In a quiet biosafety lab at the Translational Health Science and Technology Institute’s (THSTI) leafy Faridabad campus on the outskirts of the national capital, glass flasks of varying sizes, stuck on green mats and filled with pink liquid have been rotating anti-clockwise, “shaking” non-stop in an incubator for days.
These flasks are growing cells containing synthetically-made copies of the novel coronavirus (SARS-COV-2), and the protein produced here will help THSTI make two diagnostic tools it hopes will speed up testing for COVID-19 disease going forward.
The first one is a rapid diagnostic tool called ‘alisa’, which will measure antibodies to the SARS-COV-2 virus using a test that uses chemically-produced DNA or RNA molecules, known as aptamers. The second test is a point-of-care tool similar to a glucometer that THSTI hopes doctors can use to check for COVID-19 in their patients within a span of 20-30 minutes.
The tools might be a significant addition to the country’s resources to test for the spread of the virus. They deviate from the real-time polymerase chain reaction (RT-PCR) tests recognised as the gold standard for COVID-19 testing, but the institute hopes to make them up to 95 per cent accurate, so the government sees merit in their use. Under THSTI executive director Dr Gagandeep Kang’s guidance, work on these tools have been on since January through collaboration of protein biochemist Dr Tripti Shrivastava and biotechnology researcher Dr Tarun Kumar Sharma.
“We have people with a fair amount of expertise looking at developing a point of care diagnostic,” says Dr Kang, adding it will “certainly” have to go through “a lot” of testing and validation before it can be approved for use here. At THSTI’s HIV Vaccine Translational Research Lab, Dr Shrivastava’s job has been to create, for these diagnostic tools, what she calls, a “valid target” — a representation of the protein that exists on the surface of the virus. “In case of actual infection, these are the surface proteins, which inside the body basically generate the antibodies,” Dr Shrivastava explains.

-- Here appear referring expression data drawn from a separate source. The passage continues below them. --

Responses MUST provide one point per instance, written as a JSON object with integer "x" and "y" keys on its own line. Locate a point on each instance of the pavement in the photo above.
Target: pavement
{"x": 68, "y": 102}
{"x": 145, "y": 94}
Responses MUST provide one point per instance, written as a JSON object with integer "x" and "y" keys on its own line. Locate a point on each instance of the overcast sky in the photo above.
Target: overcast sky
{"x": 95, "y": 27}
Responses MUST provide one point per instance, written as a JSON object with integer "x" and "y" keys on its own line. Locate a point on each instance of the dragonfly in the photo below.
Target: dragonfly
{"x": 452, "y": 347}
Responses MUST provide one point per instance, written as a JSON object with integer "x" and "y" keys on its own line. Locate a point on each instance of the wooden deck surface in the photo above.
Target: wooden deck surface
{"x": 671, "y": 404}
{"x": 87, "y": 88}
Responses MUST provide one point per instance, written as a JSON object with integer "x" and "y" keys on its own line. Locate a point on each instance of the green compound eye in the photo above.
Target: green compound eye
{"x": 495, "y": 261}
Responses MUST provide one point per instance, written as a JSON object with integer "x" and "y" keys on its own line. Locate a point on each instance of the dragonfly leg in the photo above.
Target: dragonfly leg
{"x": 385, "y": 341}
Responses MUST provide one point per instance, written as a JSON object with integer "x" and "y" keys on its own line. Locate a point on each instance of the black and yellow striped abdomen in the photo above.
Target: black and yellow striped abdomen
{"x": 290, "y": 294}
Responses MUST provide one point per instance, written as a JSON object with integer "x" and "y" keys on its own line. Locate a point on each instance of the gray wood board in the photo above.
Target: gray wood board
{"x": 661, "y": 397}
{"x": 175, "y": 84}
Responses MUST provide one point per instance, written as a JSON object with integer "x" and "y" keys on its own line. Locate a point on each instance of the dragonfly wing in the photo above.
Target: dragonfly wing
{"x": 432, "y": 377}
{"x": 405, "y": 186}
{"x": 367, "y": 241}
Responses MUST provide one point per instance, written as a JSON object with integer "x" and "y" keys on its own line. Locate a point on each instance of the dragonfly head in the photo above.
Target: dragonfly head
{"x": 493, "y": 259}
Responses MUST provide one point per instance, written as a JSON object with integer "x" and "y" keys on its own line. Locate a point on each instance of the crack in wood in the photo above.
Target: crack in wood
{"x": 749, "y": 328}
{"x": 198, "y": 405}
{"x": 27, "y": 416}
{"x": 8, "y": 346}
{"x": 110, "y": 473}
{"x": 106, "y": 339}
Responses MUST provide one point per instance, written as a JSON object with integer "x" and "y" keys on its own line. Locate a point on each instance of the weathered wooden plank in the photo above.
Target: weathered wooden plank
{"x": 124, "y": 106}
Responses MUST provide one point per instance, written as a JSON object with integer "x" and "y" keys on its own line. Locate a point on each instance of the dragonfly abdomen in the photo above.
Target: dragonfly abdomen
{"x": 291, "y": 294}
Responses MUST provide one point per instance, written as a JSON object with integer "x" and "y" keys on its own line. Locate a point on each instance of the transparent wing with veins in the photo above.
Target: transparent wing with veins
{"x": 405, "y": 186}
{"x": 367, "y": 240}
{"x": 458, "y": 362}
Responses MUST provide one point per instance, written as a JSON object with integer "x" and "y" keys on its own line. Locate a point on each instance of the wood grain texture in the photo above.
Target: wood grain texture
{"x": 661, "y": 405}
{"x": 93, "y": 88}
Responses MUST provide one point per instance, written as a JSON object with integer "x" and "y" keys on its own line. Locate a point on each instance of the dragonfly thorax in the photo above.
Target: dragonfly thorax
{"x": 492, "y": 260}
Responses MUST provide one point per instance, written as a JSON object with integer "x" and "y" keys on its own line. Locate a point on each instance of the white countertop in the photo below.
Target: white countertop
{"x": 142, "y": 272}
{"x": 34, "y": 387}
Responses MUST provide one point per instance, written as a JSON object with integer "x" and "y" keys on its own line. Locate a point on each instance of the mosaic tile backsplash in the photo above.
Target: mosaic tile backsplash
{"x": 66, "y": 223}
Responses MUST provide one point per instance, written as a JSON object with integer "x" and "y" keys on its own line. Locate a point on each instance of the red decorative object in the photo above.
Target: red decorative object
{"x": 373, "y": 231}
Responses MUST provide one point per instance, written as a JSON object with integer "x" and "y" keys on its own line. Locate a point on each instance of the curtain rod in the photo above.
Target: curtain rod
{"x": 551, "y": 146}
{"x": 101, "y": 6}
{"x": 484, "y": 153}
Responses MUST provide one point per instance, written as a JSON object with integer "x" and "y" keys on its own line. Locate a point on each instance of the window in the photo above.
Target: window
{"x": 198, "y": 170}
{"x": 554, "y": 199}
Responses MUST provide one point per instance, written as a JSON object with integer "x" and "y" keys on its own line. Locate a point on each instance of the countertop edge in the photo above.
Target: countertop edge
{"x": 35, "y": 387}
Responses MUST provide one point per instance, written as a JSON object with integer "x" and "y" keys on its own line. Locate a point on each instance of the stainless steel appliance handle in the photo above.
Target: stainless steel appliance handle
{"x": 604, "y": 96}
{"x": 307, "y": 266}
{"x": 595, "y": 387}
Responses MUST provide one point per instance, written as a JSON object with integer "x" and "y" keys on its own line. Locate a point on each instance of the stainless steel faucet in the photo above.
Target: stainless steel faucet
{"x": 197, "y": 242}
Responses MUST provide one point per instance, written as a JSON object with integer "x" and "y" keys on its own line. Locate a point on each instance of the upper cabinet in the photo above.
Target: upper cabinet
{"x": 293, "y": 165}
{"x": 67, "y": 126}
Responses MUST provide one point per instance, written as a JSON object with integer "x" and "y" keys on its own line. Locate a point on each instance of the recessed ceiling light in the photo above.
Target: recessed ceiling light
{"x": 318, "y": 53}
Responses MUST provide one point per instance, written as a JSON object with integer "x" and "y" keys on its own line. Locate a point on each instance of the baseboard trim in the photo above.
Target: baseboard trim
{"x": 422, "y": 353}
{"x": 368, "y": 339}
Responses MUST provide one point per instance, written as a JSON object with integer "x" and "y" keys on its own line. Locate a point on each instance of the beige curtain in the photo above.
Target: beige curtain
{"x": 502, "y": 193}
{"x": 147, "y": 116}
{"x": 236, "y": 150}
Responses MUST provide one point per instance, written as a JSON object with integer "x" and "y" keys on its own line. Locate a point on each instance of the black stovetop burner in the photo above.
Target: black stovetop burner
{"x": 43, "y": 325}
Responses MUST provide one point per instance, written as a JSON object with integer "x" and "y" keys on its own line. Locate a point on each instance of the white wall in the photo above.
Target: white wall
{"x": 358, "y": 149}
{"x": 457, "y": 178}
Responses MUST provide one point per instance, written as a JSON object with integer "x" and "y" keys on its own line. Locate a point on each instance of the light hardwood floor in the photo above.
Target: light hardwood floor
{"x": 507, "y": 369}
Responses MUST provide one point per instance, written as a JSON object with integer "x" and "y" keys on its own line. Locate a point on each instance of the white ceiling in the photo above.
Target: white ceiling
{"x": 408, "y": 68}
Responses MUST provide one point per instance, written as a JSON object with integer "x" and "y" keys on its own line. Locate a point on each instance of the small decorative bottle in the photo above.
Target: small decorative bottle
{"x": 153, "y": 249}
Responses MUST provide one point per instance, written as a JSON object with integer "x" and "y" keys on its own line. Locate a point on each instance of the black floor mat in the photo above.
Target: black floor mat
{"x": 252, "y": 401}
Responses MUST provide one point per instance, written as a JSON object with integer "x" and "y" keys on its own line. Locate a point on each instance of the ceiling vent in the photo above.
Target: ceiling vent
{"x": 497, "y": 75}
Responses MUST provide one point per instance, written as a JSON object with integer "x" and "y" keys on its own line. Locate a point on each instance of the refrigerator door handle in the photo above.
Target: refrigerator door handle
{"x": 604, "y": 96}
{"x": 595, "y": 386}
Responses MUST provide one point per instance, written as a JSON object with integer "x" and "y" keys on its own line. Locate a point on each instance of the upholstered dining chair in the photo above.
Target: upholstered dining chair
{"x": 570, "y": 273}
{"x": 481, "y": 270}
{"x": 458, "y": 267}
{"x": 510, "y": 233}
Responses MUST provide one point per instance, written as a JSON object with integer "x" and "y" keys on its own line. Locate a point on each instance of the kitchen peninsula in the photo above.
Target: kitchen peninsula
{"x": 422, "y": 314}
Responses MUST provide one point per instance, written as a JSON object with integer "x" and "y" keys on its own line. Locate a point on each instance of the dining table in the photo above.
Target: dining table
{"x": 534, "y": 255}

Once the protein is ready, expectedly this week, Dr Sharma and his team will get cracking on it with the alisa technology. This consists of experiments using a “huge” aptamer library to find the one molecule that would bind with the protein samples to detect the virus most accurately.
“It is like you have a bunch of keys (the aptamers) and, from those keys, you have to fish out the one that can open the lock (the one that helps detect the viral protein the best),” he explains.
The institute hopes samples can be tested within five hours using a colorimetric assay technique — the aptamer and other reagents would be added into several tubes containing the samples using a pipette. A few hours later, if the samples are yellow, this means the patient has COVID-19.
Unlike the government’s PCR procedure followed so far, a second test would not be required to confirm this, according to Dr Sharma. Once perfected, this would be used to create the point-of-care diagnostic, making it possible for doctors treating fever patients to screen for COVID-19 in half an hour.
If done right and on time, THSTI’s aptamer based tests may be the first of their kind in rapidly detecting COVID-19.
The World Health Organization has recommended RT-PCR and serological tests (analysing blood serums) for detecting the contagious virus.
“I’m guessing there would be several others working on aptamers (for testing COVID-19) now and it depends on who will get off the ground fastest. It’s not about who’s first,” says Dr Kang.
It is crucial to move beyond RT-PCR tests because they would have “very little value” in the event people with positive antibodies to the virus (meaning they have COVID-19 but their immune system has tackled the virus) are tested, according to her.
“Right now, PCR is a great test because it easily detects very tiny amounts of virus. While RT-PCR will continue to be useful for detection, what we will move to is also antibody based tests, where you will be looking for evidence of a fresh infection, which means you will find IgM antibodies,” she says.
THSTI’s aptamer based technology hopes to address this need for antibody-based tests. “We are already working on them. We will get to talking to the government about it when we need regulatory permission,” Dr Kang adds.